The book comes with the byline “Love can be rewritten” and that’s a good point at which to start considering “Mary”. The protagonist is a Russian émigré by the name of Ganin, lodging in a dirty Berlin pension with a varied selection of fellow exiles – the old poet Podtyagin, Klara the typist, Alfyorov, plus the two ballet dancers Kolin and Gornotsvetov. The book opens idiosyncratically enough with Ganin and Alfyorov temporarily trapped in the old lift, though they are soon free – but the meeting will have consequences. We learn very little of substance about Ganin’s current life apart from the fact that he has had many and varied jobs while in exile, he has a girlfriend (Klara’s best friend Lyudmila) and his money is running out. The strange little pension is positioned next to a main train line and Ganin’s wanderlust is constantly kindled as he hears the trains thundering by. He plans to leave soon, which Alfyorov announces will be wonderful as the latter’s wife Mary is due to arrive in Berlin. He shows a picture of her to Ganin which is a revelation – because this Mary is the love of Ganin’s life and he has not seen her for many years, since before the revolution in Russia.

As what Ganin calls his shadow life in Berlin carries on around him, he slips mentally into reminiscence where memory of his early life in Russia is stronger and more real than the current one. He recalls vividly his young life, his meeting with Mary and the progress of their affair. His poignant and often painful memories are strong and when he does come back into real life it is to plan that he will meet Mary on her arrival in Berlin, they will be together and in effect run off into the romantic sunlight. Meanwhile, he splits up with his girlfriend, tries to help Podtyagin get a visa to go to Paris and ignores the fact that Klara is in love with him. But will Mary really arrive, will she be *his* Mary and will she still love him?

This wonderful little novella is about much more than just a love affair, however. Although the narrator’s love of Mary is never in doubt, the book is about memory, and is also a kind of lament for a lost Russia and an elegy for the Russian émigrés and what they had lost by leaving their country and losing a whole way of life. Ganin has lost his past and therefore feels homeless and unsettled; his constant restlessness and the feeling he wants to leave are exacerbated by the continual rumbling of the trains, reminding him of places he hasn’t seen:

“Meanwhile nostalgia in reverse, the longing for yet another strange land, grew especially strong in spring. His window looked out onto the railway tracks, so that the chance of getting away never ceased to entice him.
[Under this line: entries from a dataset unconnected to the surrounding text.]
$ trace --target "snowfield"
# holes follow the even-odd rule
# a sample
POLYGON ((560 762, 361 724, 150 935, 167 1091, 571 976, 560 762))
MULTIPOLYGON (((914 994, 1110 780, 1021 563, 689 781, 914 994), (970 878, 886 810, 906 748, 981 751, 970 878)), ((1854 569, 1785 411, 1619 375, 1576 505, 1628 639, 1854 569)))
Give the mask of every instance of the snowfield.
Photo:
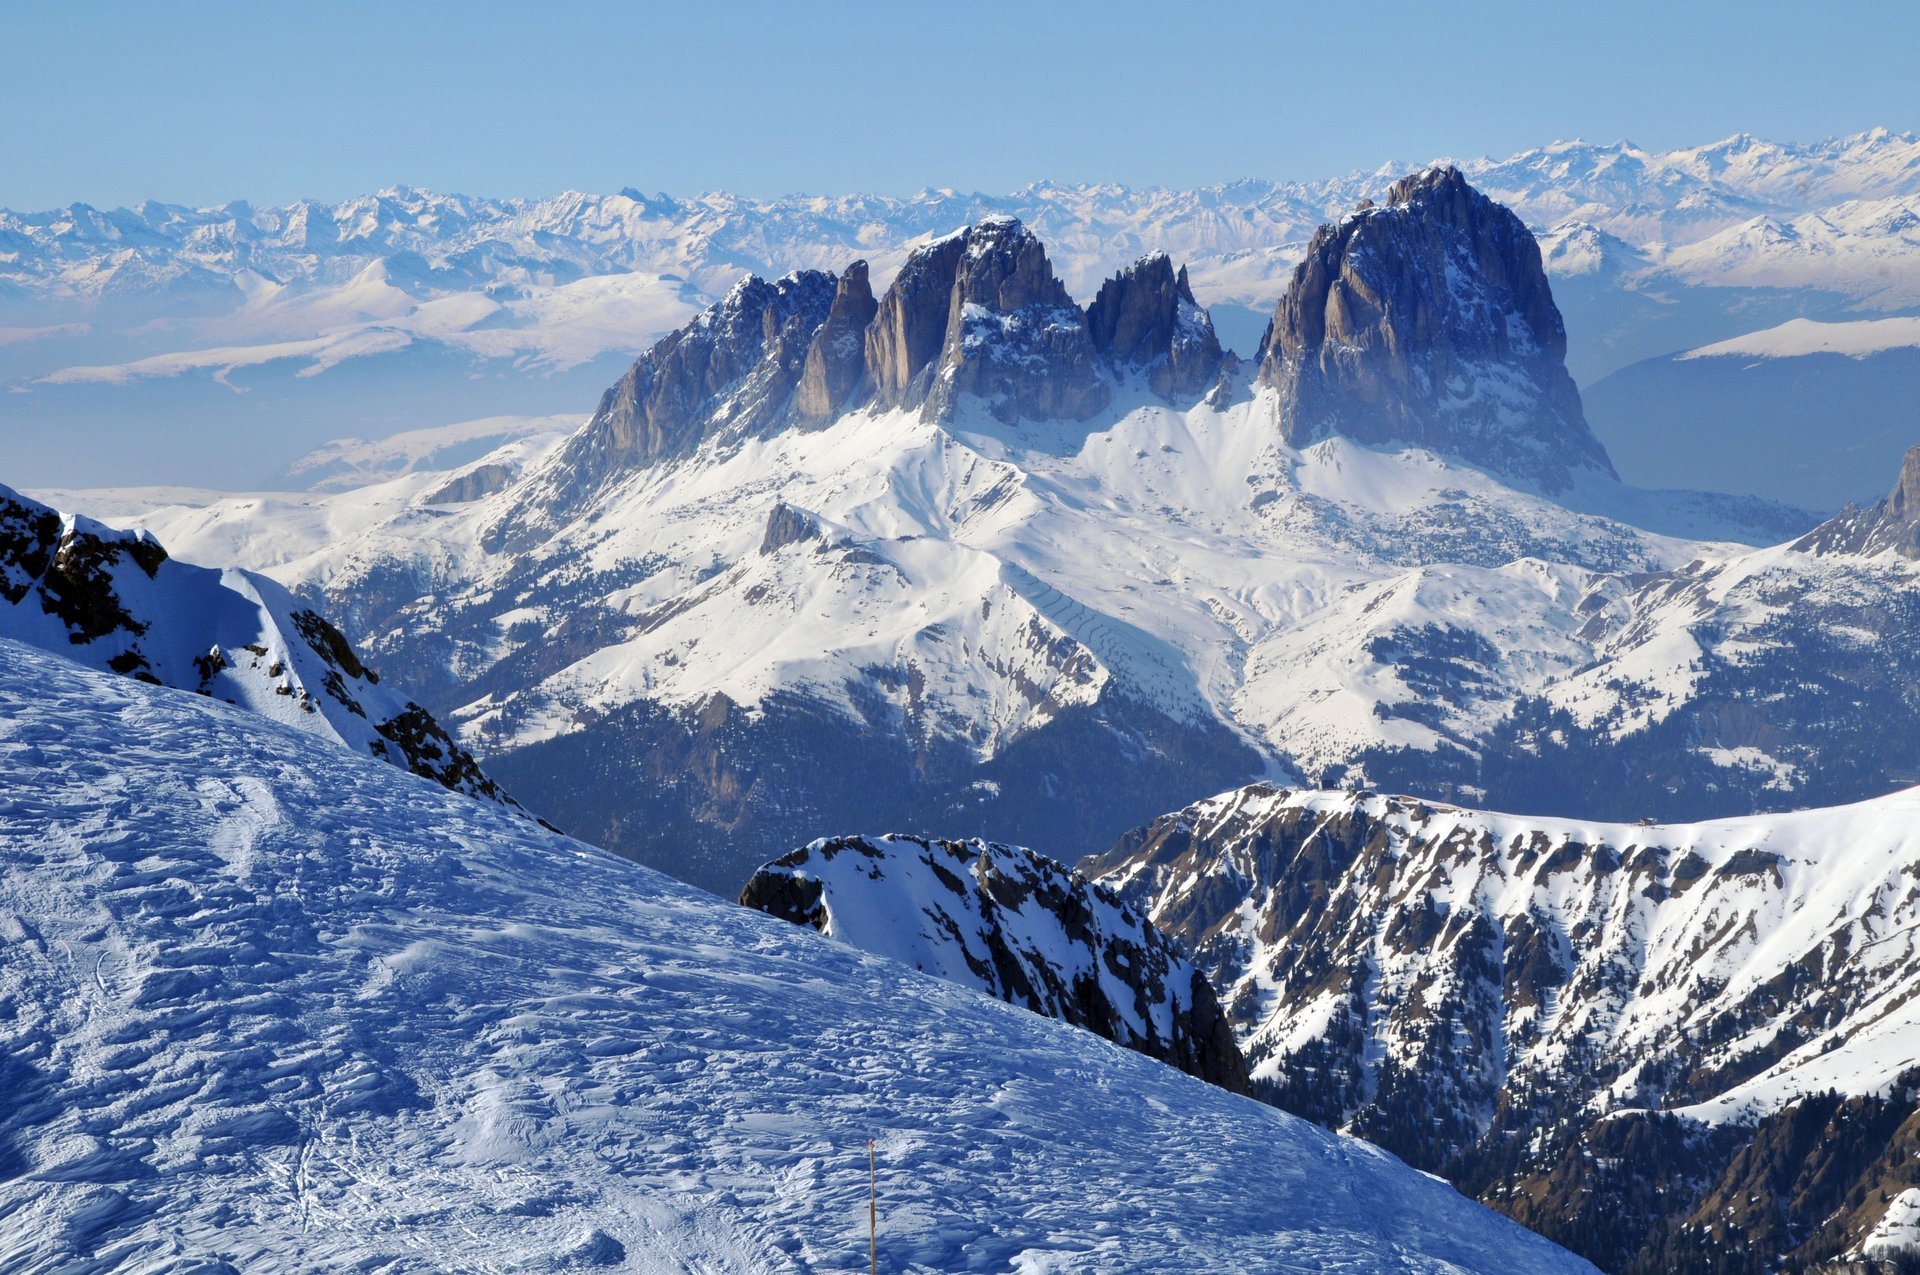
POLYGON ((1365 1144, 0 641, 0 1269, 1551 1272, 1365 1144))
Every five minutes a subdued rumble would start to move through the house, followed by a huge cloud of smoke billowing outside the window and blotting out the white Berlin daylight. then it would slow dissolve again, revealing the fan of the railway tracks that narrowed in the distance between the black, sliced-off backs of houses, all under a sky as pale as almond milk.”
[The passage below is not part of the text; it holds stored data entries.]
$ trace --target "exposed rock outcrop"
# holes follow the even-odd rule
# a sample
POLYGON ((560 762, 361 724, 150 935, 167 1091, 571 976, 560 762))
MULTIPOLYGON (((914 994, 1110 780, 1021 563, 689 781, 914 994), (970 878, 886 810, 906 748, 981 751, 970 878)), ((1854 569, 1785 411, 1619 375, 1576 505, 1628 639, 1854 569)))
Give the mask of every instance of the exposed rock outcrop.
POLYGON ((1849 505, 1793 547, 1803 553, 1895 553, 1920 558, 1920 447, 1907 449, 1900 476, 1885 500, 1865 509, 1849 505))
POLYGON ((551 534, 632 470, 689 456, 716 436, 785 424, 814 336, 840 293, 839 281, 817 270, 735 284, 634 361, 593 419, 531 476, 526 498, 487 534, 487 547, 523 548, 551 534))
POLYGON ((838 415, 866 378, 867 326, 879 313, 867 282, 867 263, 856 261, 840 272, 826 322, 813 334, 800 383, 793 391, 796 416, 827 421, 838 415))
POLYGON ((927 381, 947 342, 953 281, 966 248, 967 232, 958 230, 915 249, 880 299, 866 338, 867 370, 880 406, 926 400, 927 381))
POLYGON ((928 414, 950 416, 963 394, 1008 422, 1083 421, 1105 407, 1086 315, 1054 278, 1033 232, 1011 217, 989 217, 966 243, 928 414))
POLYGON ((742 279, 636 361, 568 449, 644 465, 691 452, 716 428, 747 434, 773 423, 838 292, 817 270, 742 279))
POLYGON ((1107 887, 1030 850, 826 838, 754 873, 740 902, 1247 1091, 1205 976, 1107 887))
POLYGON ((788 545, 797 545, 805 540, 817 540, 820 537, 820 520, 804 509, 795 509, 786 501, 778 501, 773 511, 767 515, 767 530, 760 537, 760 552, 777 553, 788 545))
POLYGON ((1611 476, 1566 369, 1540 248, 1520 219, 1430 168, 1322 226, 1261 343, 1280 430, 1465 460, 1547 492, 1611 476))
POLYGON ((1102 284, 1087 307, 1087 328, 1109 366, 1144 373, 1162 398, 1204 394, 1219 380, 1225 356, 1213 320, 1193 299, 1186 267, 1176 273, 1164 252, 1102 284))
I wonder if Nabokov had been reading Proust when he wrote “Mary”, because although it’s a fraction of the size of the Frenchman’s epic work, it’s a powerful evocation of how strong memory can be and how things remembered can be more real than current reality itself.

“Ganin now tried to recapture that scent again, mixed with the fresh smells of the autumnal park, but, as we know, memory can restore to life everything except smells, although nothing revives the past so completely as a smell that was once associated with it.”

For Proust it was the taste of a Madeleine, but smell is just as strong a sense and I know that certain perfumes recall certain times and people for me.


“Mary” is a beautiful little book – full of poignant memories of Russia before its changes, of lost loves and a lost world, and a wonderful portrait of a microcosmic émigré community surviving as best it can. I feel as if Nabokov’s first novel gives us a little more of a glimpse of the author than some of his other fictions do, as I imagine Ganin’s feelings of loss were mirrored by his author. The end of the book is unexpected in some ways, yet once you’ve assimilated it, the best way for the book to end. Ganin has been recreating and carrying on a relationship with Mary in his mind, and to rediscover her in reality simply wouldn’t work. If you haven’t read any Nabokov, this would be a good place to start; if you have, but have not read “Mary”, you have a treat in store!